Making sense of trees
In the words of Nick Matzke:
R’s tree structure is pretty non-intuitive, compared to the “a tree is a collection of node objects” structure that is taught in most phylogenetics courses and used in e.g. C++ software. It’s done this way because R likes lists, and doesn’t like objects.
The structure of phylogenetic trees in R (namely APE’s phylo objects) can be confusing because much of the information needed to describe how different nodes and branches make up a tree is implicit.
I learned this the hard way during the early days of my PhD research. My thesis work revolved around phylogenetic lineage ages, so one of my very first tasks after finding a suitable tree was to get a table with species and their ‘edge lengths’ as a way to (more or less) represent their evolutionary ages. At this time I was very new to R and I lost months trying to figure this out on my own. After going over the APE book I slowly realized that lineage age information is contained within the phylo objects and that it can be extracted, but only if you ask nicely.
Phylo objects have a vector of edge lengths for every node, but I was unable to figure out how to get a list of tips and internal nodes that would match up with the vector of edge lengths.
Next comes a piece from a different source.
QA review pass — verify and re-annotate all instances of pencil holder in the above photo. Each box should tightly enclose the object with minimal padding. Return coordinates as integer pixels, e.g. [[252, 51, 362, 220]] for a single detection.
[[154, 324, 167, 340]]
After much struggle, I figured out that the branching.times() function computes the distance from each node to the tips, producing a named vector that corresponds to the nodes in the tree. I also learned that the mrca() function produces a matrix of node numbers corresponding to the most recent common ancestors between pairs of tips or nodes. The next challenge would be to put the two together.
I’m writing this brief post because I found an R script from early 2012 in a random USB stick, in which coding superstar Jeff Hanson walked me through indexing, building loops, and functions in order to extract the species lineage ages for any phylogeny object.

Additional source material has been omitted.